PIABA submits this comment because the bar association believes the proposed rule is an important and necessary step in fighting a particular form of abuse – where registered representatives take advantage of customers to have themselves installed as the customers’ beneficiaries or trustees over the clients’ assets. However, PIABA also believes a more uniform approach should be taken as to registered persons’ required reporting when such an appointment takes place.
Pursuant to the provisions of Section 19(b)(1) of the Securities Exchange Act of 1934 (the “’34 Act”), FINRA is filing with the U.S. Securities & Exchange Commission (“SEC” or the “Commission”) a proposed rule change to adopt Rule 3241 to provide uniform procedures when a registered person is named a customer’s beneficiary or asked to hold a position of trust for a customer. The public comment period runs through July 30, 2020.

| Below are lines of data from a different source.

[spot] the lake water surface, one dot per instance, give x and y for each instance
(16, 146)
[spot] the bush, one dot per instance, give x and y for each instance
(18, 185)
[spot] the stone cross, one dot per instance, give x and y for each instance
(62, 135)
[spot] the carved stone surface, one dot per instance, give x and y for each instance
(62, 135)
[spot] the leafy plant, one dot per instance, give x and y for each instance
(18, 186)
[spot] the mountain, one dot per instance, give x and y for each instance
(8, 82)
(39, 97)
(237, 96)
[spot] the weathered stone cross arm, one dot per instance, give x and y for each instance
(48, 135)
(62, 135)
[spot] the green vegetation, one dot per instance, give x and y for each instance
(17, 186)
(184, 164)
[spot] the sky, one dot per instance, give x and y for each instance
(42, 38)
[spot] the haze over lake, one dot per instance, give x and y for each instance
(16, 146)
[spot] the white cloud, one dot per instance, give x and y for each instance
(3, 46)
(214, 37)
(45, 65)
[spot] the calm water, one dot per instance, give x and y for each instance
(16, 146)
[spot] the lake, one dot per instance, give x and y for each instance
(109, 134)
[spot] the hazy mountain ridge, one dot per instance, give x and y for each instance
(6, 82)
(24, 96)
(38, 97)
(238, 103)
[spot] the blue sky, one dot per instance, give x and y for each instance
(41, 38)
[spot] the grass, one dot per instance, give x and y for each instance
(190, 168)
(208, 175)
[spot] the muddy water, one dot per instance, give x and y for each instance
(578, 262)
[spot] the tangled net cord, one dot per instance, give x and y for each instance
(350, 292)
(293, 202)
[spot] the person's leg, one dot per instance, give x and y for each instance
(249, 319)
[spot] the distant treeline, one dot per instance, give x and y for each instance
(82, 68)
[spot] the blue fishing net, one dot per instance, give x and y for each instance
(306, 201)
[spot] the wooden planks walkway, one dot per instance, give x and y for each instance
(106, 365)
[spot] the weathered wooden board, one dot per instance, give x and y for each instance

As FINRA notes, conflicts of interest frequently arise in situations where registered representatives are named as beneficiaries or hold positions of trust. Senior and cognitively impaired investors are particularly vulnerable, and problems may not be discovered by family members for years. PIABA members have encountered countless situations when representing investors or investors’ families where a registered representative was given effectively complete authority to do with an investor’s money or accounts whatever the registered representative wanted with virtually no oversight. This has resulted in many situations where vulnerable investors have been victimized when a trusted advisor invests a client’s money in a broker’s outside business activity, uses the client’s money to invest in high commission products, or, sometimes even simply stealing the client’s money. That includes taking a client’s money by becoming a beneficiary of the client’s estate, which is a crucial issue that the proposed rule addresses. Requiring advisors to disclose their interests – whenever they learn of them – will inform the registered person’s supervisors of such a relationship and should increase the scrutiny and oversight to which those accounts are subjected. PIABA also sees meaningful benefit in the proposed rules’ mandate that a supervising brokerage firm would have more information available when supervising transactions in an account for which the firm is on notice the registered person has a financial interest.
PIABA agrees the adoption of new Rule 3241 creating a uniform, national standard to govern registered persons holding positions of trust will better protect investors and provide consistency across member firms’ policies and procedures. However, PIABA believes the proposed rule should go further and also prescribe a uniform written notice provision rather than permitting individual member firms to specify the required form of written notice for its registered persons. Lastly, PIABA agrees that a detailed assessment must be done, upon notification of the registered person’s appointment, to determine and assess the potential risks created by the registered person’s assuming beneficiary status or acting in a trust capacity. Such review should be mandatory and would add a necessary layer of protection for vulnerable clients and their families.
For these reasons, PIABA supports the increased disclosure and supervisory requirements imposed under proposed FINRA Rule 3241, but we would also like to see uniformity in the notice provisions. The potential for conflicts of interest, when non-immediate family member registered persons are in positions as beneficiaries, trustees, etc. requires as many procedural safeguards as practicable for FINRA to fulfill its stated mission of investor protection.